In 1968 Better Homes and Gardens released the Casserole Cookbook.  We got a copy of the ninth printing in 1973 and we started to use it frequently.  I still have that copy, and pages are stained, and the Hamburger Stroganoff recipe still has a torn piece of paper marking the page.  It was a very simple recipe with canned condensed soup, ground beef and sour cream.  Other Stroganoff recipes include canned mushrooms.  Let’s just say that the rubbery mushrooms were usually left out.  I didn’t like mushrooms and didn’t even bother to substitute them with anything else.
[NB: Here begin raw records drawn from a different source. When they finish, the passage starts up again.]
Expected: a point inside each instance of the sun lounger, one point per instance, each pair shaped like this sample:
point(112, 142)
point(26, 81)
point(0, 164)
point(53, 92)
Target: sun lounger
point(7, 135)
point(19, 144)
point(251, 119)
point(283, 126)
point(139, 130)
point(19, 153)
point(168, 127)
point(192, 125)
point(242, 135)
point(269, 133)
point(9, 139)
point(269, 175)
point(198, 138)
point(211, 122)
Beef Strognoff With Zucchini Noodle

Over many years, this tasty recipe morphed from the originals from the Casserole book to my personal version.  I put the mushrooms back in, added extra sour cream, and made a simple creamy sauce that’s gluten free.  Instead of noodles, I use sauteed zucchini or summer squash.  It’s still one of my favorite meals, and using the squash instead of noodles gives me the veggies lacking in the original recipes.  It’s a win-win for me and the family.

Family and our food history are important to me.  It was rare that we had any fancy meals, but everything was cooked with care and our health and happiness in mind.  I admit to having been a very picky eater, and I’m still picky about the food I cook.  We always do the best we can with our food and our time together.  I’ve been blessed to teach some things to the next generation, and hopefully, they will pass this amazing food legacy on to their kids.  My granddaughter is already enjoying helping in the kitchen and cooking her play food on imaginary stoves.  This apple has not fallen far from the family tree!  Someday, she can make her mark on this classic family recipe.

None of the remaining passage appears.